Chinese Police Shut Down Audio-Book Porn Operation

SHANGHAI, China - Chinese police shut down an audio-book porn operation and the country's biggest audio-material website Monday, arresting four people, including the general manager.

Authorities raided iListen.cn and charged suspects with producing pornographic audio books and selling them online. They were accused of "spreading pornography and harming the morals of young people."

Three were arrested at the building, while a fourth, a woman from Shangong province, police said, was caught in Beijing, suspected of being one of a number of woman who recorded the porn audio books, according to the Shanghai Daily.

iListen.cn -- now closed -- offered audio content throughout China, with more then a half-million registered users. The general manager arrested claims the director of the company's technical department ordered him to increase site traffic by offering porn book downloads, which led to a feed called "Night Talk."

Police said the "Night Talk" stories received 2 million hits last year and were downloaded 260,000 times. Users paid per episode and the site earned more than more than 40,000 yuan (U.S. $5,860) with 17 pornographic audio books featuring 953 episodes.

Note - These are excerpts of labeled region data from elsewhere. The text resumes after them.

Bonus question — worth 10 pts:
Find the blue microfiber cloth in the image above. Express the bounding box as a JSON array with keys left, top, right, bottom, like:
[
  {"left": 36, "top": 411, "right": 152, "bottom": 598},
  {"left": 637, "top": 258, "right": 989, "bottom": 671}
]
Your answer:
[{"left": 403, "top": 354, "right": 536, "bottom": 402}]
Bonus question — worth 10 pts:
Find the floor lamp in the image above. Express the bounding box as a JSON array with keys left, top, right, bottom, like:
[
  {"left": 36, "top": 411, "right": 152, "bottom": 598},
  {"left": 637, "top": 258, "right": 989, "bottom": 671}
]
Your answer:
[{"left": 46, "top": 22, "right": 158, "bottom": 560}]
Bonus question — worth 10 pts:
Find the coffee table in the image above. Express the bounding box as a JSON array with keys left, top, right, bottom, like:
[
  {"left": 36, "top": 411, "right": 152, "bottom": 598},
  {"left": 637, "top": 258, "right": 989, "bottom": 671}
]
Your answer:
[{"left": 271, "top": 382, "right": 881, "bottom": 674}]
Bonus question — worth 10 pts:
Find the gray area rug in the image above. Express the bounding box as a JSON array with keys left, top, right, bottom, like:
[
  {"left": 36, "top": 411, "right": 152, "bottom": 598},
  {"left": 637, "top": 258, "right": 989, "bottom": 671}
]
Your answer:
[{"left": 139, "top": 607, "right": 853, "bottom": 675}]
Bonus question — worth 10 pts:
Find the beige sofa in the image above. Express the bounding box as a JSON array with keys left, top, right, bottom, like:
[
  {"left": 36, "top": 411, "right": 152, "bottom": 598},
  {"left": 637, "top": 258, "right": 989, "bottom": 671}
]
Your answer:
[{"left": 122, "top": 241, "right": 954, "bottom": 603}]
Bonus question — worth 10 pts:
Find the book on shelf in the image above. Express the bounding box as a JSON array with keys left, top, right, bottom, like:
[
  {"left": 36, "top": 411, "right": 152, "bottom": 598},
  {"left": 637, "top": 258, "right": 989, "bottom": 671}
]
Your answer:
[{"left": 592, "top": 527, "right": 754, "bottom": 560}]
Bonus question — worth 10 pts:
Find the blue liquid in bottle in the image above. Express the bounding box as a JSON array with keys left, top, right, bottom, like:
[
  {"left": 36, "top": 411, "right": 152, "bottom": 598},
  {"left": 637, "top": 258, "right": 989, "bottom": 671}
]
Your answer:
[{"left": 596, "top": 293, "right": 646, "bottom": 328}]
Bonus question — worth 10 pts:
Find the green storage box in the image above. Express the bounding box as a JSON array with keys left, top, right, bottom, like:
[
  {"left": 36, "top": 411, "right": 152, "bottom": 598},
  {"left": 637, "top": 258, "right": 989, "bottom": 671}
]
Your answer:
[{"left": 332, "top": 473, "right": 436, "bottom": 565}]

"Most websites in Shanghai know that porn production is a line you can never cross," Officer Fu Bin told the Shanghai Daily. "But in this case, suspects thought porn audio was hard to detect. Traditional porn content, including videos, photos and search terms, are easy for censors to find and block."

The website paid different Chinese female broadcasters 40 yuan an hour to read the porn tales, and customers were encouraged to upload their own explicit stories and offered a percentage of profits, reports the China Daily.

Chinese official Qu Weifang of a public information security division, called the Web porn books, "potentially hazardous to the online community with its unhealthy audio documents designed to attract visitors and increase earnings."

He added the country's anti-porn Internet crackdown, which began at the beginning of the year, will continue.

"We will step up efforts to examine audio-book websites to ensure a healthy online environment," he said.

The Chinese government is also targeting cellphone websites, chatrooms and instant-messaging groups to purge "obscene content."

More than 1,900 websites have been shut down, according to China's national Internet regulator, while some 500 service producers and 160,000 sites based in Shanghai alone have been told to ramp-up their security or face severe scrutiny.